Song Jiang, a clerk serving under Yuncheng County's magistrate, hears from He Tao that he has identified Chao Gai as one of the robbers. Unknown to He Tao, he is a friend of Chao Gai, so he secretly rushes to Chao's house to warn him and the other six men that the authorities are on their way to arrest them. Chao Gai and his six companions manage to flee and take shelter in the outlaw stronghold at Liangshan Marsh, where Chao eventually becomes the outlaw band's chief.

With the outlaws' covert assistance, Bai Sheng ultimately escapes from prison and takes his wife with him to Liangshan to join the outlaws.

== Campaigns and death ==
Bai Sheng is appointed as a commander of the Liangshan infantry after the 108 Heroes are fully assembled. His task is to deliver intelligence reports to and fro the frontline.

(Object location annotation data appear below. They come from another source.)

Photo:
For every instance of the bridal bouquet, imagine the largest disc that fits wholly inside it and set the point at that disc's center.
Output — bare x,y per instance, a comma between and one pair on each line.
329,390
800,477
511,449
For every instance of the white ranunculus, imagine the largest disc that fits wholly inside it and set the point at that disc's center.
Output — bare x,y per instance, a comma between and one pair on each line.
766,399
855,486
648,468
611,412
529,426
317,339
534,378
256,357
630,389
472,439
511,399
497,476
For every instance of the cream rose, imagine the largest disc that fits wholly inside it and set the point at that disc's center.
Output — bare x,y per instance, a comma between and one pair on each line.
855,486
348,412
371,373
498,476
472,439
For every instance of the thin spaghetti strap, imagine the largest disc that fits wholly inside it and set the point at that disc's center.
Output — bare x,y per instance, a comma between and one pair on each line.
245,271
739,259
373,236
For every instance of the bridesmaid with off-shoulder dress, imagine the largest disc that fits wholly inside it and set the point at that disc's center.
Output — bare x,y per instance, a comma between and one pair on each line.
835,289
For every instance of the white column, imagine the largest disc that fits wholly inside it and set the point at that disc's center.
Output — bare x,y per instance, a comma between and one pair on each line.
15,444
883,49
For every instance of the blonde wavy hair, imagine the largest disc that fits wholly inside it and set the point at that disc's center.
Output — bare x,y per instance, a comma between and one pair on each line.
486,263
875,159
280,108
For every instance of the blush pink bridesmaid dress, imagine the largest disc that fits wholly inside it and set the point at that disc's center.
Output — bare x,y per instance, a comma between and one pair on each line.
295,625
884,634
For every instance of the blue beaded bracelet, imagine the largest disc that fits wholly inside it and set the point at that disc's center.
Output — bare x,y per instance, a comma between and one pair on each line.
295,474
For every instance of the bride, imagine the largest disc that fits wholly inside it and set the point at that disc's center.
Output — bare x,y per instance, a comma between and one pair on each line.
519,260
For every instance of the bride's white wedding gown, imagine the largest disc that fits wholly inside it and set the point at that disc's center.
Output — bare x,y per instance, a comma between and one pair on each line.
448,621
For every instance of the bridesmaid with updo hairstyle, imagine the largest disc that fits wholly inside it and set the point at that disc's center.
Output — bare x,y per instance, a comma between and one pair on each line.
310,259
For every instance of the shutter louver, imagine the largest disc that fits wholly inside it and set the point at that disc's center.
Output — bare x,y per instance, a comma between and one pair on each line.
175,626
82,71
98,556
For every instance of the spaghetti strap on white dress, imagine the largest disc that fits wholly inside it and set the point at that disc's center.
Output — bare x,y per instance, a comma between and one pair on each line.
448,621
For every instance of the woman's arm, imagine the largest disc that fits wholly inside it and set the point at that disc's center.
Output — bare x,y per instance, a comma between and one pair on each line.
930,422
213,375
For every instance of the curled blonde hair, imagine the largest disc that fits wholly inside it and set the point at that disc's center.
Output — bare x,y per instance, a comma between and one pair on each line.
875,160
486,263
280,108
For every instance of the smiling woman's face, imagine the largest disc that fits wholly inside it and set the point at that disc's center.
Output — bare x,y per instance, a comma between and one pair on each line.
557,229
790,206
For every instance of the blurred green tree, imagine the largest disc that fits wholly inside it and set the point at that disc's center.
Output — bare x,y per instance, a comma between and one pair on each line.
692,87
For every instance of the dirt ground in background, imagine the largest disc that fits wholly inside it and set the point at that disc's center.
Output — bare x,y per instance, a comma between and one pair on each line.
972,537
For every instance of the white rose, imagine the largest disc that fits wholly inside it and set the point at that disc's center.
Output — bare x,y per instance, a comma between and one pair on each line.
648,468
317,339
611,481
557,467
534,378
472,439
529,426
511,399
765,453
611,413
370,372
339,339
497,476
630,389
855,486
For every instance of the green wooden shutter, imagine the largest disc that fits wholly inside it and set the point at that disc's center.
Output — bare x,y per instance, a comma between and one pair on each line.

After Emperor Huizong grants amnesty to the Liangshan outlaws, Bai Sheng joins them in the campaigns against the Liao invaders and rebel forces in Song territory. During the final campaign against Fang La's rebel forces, Bai Sheng falls sick and dies of illness shortly after the battle of Hangzhou. After the campaign is over, the emperor awards him the posthumous title "Righteous Gentleman of Integrity" (義節郎) to honour him for his contributions during the campaigns.